The Human Rights Act 1998, an Act of Parliament, incorporates the rights set down in the European Convention on Human Rights (ECHR) into UK law. Specifically, it requires that public authorities act in accordance with the rights in Articles 2-12 and 14 of the Convention, Articles 1-3 of the First Protocol, and Article 1 of the Thirteenth Protocol, as read with Articles 16-18 of the Convention (section 6). Courts must interpret statues to give effect to them (s.3).

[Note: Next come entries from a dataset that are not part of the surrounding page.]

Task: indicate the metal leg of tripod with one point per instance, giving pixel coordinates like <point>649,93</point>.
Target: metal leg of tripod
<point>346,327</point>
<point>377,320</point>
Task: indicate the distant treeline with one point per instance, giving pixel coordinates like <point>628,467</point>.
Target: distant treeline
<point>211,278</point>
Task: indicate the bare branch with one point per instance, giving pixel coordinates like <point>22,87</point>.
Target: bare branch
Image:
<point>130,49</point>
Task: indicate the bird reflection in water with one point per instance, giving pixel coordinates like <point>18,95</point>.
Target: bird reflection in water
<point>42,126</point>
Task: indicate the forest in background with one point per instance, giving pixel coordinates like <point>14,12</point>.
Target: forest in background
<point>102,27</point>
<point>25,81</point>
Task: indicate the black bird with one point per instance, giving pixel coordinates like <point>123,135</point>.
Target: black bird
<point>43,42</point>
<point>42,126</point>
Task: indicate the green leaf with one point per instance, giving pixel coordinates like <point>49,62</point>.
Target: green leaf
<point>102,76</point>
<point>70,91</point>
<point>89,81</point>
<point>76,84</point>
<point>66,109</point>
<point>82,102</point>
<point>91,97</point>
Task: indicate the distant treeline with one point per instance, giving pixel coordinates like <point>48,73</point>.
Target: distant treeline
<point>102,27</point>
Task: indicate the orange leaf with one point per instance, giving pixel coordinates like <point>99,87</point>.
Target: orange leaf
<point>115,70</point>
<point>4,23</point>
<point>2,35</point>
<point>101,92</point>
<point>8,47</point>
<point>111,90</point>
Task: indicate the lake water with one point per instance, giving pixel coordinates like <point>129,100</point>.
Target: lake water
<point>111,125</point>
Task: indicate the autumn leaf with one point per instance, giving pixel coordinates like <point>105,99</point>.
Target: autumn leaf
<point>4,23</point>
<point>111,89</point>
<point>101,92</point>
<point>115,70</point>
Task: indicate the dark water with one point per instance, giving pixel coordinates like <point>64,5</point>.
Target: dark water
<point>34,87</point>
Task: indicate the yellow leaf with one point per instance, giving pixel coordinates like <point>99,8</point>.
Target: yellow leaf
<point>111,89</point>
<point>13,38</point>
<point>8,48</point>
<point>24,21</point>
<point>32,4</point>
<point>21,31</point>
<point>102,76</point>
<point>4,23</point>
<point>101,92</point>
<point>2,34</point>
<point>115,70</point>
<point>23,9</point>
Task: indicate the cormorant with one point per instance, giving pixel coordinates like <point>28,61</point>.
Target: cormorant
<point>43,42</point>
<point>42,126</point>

Ministers must certify whether bills introduced into Parliament are compliant with the Convention rights, including the ‘Right to Respect for Private life, home and correspondence’ in Article 8 of the ECHR. Senior UK courts may declare that a statute is incompatible with a Convention right – it is then for Parliament to decide whether to change the law to remedy this incompatibility, with a fast-track mechanism for amendment of the statute. Yet until this happens, the declaration alone “does not affect the validity, continuing operation or enforcement of the provision in respect of which it is given” (s.4).
Article 6 (1) of the Human Rights Act, requiring “public authorities to act compatibly with Convention rights”, was held by the Investigatory Powers Tribunal (IPT) in the 2004 case British-Irish Rights Watch and others v Security Service, GCHQ and the SIS to add a further safeguard to the infringement of privacy through the use of powers outlined in RIPA. However, the IPT is not one of the “senior courts” that under the Human Rights Act may make a declaration of incompatibility of UK law with the ECHR.